The other finding from this study is that the idea of automatic and focused pulling may not be particularly helpful in subtyping trichotillomania. We found that the k-means clustering modelling did not converge on an optimal solution, despite the large sample size in this study, indicating that while automatic and focused hair pulling may have some clinical relevance, there were not any coherent subtypes of the disorder based on these variables. This would be in keeping with the notion that automatic and focused pulling commonly co-occur in the same individual. When we force fitted four subtypes, the findings were not coherent. Collectively, this may be unsurprising as both focused and automatic pulling may characterize the same pulling episode, or certainly the same person across episodes (Christenson et al., 1991, 1993); and therefore not be useful for subtyping.

Potential advantages of this study involve the use of a data-driven clustering methodology, and the relatively large sample size; however, the study has some notable limitations. First, these results are based on secondary analysis of archival data originally collected for other purposes. Second, treatment response was not available and so we cannot evaluate the relationship between automatic and focused pulling and treatment response. Third, we considered automatic and focused pulling scores from the MIST-A, since our studies collected these total scores in particular. Future work could examine other operationalisations of the full MIST such as more recent analysis suggesting Intention and Emotion subscores (Keuthen et al., 2015). Fourth, there are of course other methods that could be used to identify potential subtypes; but our approach has the advantage of being relatively scientifically neutral as it was data-driven.
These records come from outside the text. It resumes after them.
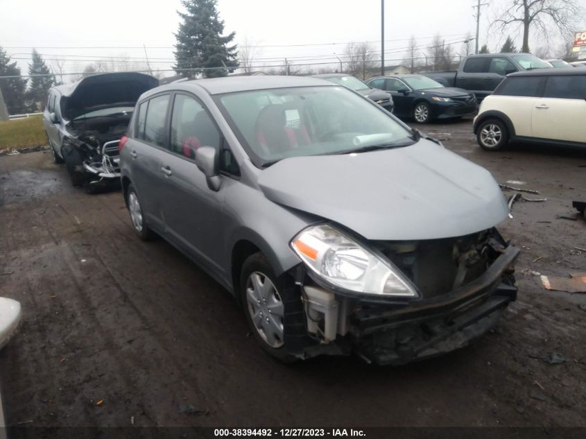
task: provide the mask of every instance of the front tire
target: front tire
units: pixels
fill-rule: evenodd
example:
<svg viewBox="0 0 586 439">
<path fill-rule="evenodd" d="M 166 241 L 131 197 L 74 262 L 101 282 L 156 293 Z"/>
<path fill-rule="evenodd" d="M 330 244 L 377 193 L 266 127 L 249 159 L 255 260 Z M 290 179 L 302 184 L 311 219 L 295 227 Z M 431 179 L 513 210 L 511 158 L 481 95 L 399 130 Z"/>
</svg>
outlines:
<svg viewBox="0 0 586 439">
<path fill-rule="evenodd" d="M 284 348 L 283 284 L 262 253 L 255 253 L 244 261 L 240 295 L 246 321 L 266 352 L 283 363 L 291 363 L 295 359 Z"/>
<path fill-rule="evenodd" d="M 137 191 L 132 184 L 128 187 L 127 191 L 126 204 L 128 207 L 128 212 L 130 213 L 132 228 L 139 236 L 139 238 L 143 241 L 150 241 L 155 238 L 156 234 L 148 227 L 148 225 L 145 221 L 144 214 L 139 201 Z"/>
<path fill-rule="evenodd" d="M 413 107 L 413 120 L 417 123 L 427 123 L 431 119 L 431 112 L 424 102 L 418 102 Z"/>
<path fill-rule="evenodd" d="M 479 126 L 476 140 L 483 149 L 497 151 L 508 144 L 508 130 L 502 121 L 490 119 Z"/>
</svg>

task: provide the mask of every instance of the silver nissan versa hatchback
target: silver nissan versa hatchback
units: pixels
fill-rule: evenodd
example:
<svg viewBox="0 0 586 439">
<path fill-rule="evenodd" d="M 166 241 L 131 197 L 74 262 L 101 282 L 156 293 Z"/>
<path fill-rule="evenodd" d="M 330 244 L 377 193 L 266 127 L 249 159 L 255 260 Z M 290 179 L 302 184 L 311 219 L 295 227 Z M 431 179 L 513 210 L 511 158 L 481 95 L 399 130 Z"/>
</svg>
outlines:
<svg viewBox="0 0 586 439">
<path fill-rule="evenodd" d="M 465 345 L 516 298 L 490 173 L 318 78 L 179 82 L 121 140 L 134 228 L 241 302 L 284 361 L 402 364 Z"/>
</svg>

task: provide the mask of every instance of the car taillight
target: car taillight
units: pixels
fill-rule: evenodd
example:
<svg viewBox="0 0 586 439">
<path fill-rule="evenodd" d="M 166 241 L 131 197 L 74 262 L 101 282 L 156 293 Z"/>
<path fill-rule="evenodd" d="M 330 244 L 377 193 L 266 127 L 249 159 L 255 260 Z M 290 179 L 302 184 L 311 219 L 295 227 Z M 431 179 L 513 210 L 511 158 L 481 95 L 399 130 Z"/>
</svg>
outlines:
<svg viewBox="0 0 586 439">
<path fill-rule="evenodd" d="M 118 150 L 121 151 L 122 148 L 124 148 L 124 144 L 126 143 L 126 141 L 128 140 L 128 136 L 122 136 L 120 138 L 120 141 L 118 143 Z"/>
</svg>

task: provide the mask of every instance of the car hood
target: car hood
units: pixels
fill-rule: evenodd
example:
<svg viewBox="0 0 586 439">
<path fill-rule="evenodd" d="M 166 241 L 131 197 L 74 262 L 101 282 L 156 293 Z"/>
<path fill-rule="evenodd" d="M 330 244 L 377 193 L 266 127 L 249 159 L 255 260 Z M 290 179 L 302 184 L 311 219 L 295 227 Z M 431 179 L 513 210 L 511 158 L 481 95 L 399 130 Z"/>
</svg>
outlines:
<svg viewBox="0 0 586 439">
<path fill-rule="evenodd" d="M 362 90 L 356 90 L 356 92 L 363 96 L 365 96 L 367 98 L 370 98 L 374 102 L 378 101 L 386 101 L 387 99 L 391 98 L 390 93 L 387 93 L 386 92 L 383 92 L 382 90 L 379 90 L 375 88 L 365 88 Z"/>
<path fill-rule="evenodd" d="M 367 239 L 463 236 L 508 213 L 491 174 L 429 140 L 359 154 L 284 159 L 260 172 L 267 198 Z"/>
<path fill-rule="evenodd" d="M 453 98 L 459 96 L 470 96 L 470 92 L 461 88 L 455 87 L 442 87 L 440 88 L 430 88 L 417 90 L 426 94 L 433 94 L 441 98 Z"/>
<path fill-rule="evenodd" d="M 65 119 L 71 120 L 98 108 L 134 107 L 141 94 L 158 85 L 156 78 L 138 73 L 88 76 L 58 87 L 62 96 L 61 113 Z"/>
</svg>

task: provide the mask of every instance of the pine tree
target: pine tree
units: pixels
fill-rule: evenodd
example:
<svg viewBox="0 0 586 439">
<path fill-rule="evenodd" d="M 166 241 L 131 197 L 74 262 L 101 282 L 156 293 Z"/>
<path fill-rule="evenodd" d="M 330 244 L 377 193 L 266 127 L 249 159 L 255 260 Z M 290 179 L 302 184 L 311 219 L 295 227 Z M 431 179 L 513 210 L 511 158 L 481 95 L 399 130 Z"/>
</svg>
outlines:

There is no current evidence that the four proposed types of automatic and focused pulling have distinct neurobiological underpinnings either and thus we are left with multiple and somewhat conflicting reports as to the relevance importance of pulling style in maintaining the behavior. We propose that studies into trichotillomania need to revisit whether subtypes based on focused vs automatic hair pulling have statistical validity and clinical utility. To properly define reproducible subtypes, it is likely going to be necessary to capture a comprehensive range of measurement domains at large sample size. Some initial work has been conducted in efforts to address this (Grant et al., 2020). However, clarification of subtypes is likely to require longitudinal data collection since subtypes may only be apparent over time. It would also be interesting to explore subtypes in terms of response to different treatment modalities for trichotillomania.

Funding

This research did not receive any specific grant from funding agencies in the public, commercial, or not-for-profit sectors.

Footnotes

Disclosures: Dr. Grant has received research grants from the TLC Foundation for Body-Focused Repetitive Behaviors, Otsuka, Biohaven, Promentis, and Avanir Pharmaceuticals. He receives yearly compensation for acting as editor-in-chief of the Journal of Gambling Studies and has received royalties from Oxford University Press, American Psychiatric Publishing, Inc., Norton Press, and McGraw Hill. Dr. Chamberlain receives honoraria from Elsevier for editorial work at Comprehensive Psychiatry; and Neuroscience and Biobehavioral Reviews. Dr. Chamberlain’s role in this study was funded by a Wellcome Trust Clinical Fellowship (110049/Z/15/Z). Dr. Chamberlain previously consulted for Promentis.